Doch auch nach dem peinlichen Abgang von Sejdiu kommt die LDK nicht zur Ruhe. Der Sohn des verstorbenen LDK-Gründers und späteren Präsidenten Ibrahim Rugova, Uke Rugova sorgte am Mittwoch für einen Schock, als er ankündigte mit seiner Liste "LDK Ibrahim Rugova" gemeinsam mit der AAK, der Partei von Ex-Premier Ramush Haradinaj anzutreten. Haradinaj wird gerade zum zweiten Mal in Den Haag der Prozess wegen Kriegsverbrechen gemacht. Der Umgang des Sohnes mit dem Erbe des Vaters zeigt, dass die Spaltung in der LDK tief geht. Das dürfte vor allem der PDK nutzen.

Verwaltungsministerin Edita Tahiri, die die LDK 2004 wegen der Korruption verließ, sieht in den internen Querelen aber auch Reformpotenzial: "Nach dem Krieg als die Demokratisierungschancen groß waren, wurden wir von den Internationals regiert, die die Stabilität vor die Demokratie gereiht haben. Davon haben vor allem die Parteiführer profitiert, aber die Demokratie wurde beschädigt", sagt sie zum Standard.

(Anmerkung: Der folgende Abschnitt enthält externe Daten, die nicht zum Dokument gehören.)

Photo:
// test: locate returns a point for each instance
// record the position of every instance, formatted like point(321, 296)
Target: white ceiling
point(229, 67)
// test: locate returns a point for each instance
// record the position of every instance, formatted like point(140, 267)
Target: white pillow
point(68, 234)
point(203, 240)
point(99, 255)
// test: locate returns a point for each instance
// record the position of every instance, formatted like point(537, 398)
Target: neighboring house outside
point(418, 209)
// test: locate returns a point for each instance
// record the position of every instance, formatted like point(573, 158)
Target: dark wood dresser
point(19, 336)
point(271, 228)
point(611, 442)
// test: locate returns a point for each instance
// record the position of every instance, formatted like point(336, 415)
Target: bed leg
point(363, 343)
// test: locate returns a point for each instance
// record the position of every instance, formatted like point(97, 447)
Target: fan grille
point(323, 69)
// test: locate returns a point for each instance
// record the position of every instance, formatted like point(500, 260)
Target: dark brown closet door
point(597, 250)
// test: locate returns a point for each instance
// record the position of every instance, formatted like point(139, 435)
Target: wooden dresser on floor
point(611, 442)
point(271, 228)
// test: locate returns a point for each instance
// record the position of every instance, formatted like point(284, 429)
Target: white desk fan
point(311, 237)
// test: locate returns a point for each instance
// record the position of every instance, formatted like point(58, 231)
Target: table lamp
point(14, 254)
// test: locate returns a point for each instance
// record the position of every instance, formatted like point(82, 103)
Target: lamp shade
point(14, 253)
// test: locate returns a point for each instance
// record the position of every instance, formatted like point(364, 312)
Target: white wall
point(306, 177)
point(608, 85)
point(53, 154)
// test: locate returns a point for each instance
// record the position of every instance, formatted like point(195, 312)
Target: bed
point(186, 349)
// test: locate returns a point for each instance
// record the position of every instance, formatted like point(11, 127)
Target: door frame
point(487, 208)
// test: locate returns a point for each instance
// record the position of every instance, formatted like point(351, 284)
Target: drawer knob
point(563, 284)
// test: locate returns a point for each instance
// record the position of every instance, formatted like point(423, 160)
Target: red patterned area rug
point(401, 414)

Tahiri hofft, dass Frauen von der erhofften Demokratisierung profitieren: "Vor dem Krieg waren wir ziemlich aktiv, danach wurde die Machtpolitik wichtiger und wir wurden zur Seite geschoben." Immerhin gibt es im Kosovo eine 30-Prozent-Quote für Frauen im Parlament. Für Spannung sorgt jedenfalls die Kandidatur von Albin Kurti, dem schärfsten Kritiker der "Internationals" von der Bewegung "Selbstbestimmung".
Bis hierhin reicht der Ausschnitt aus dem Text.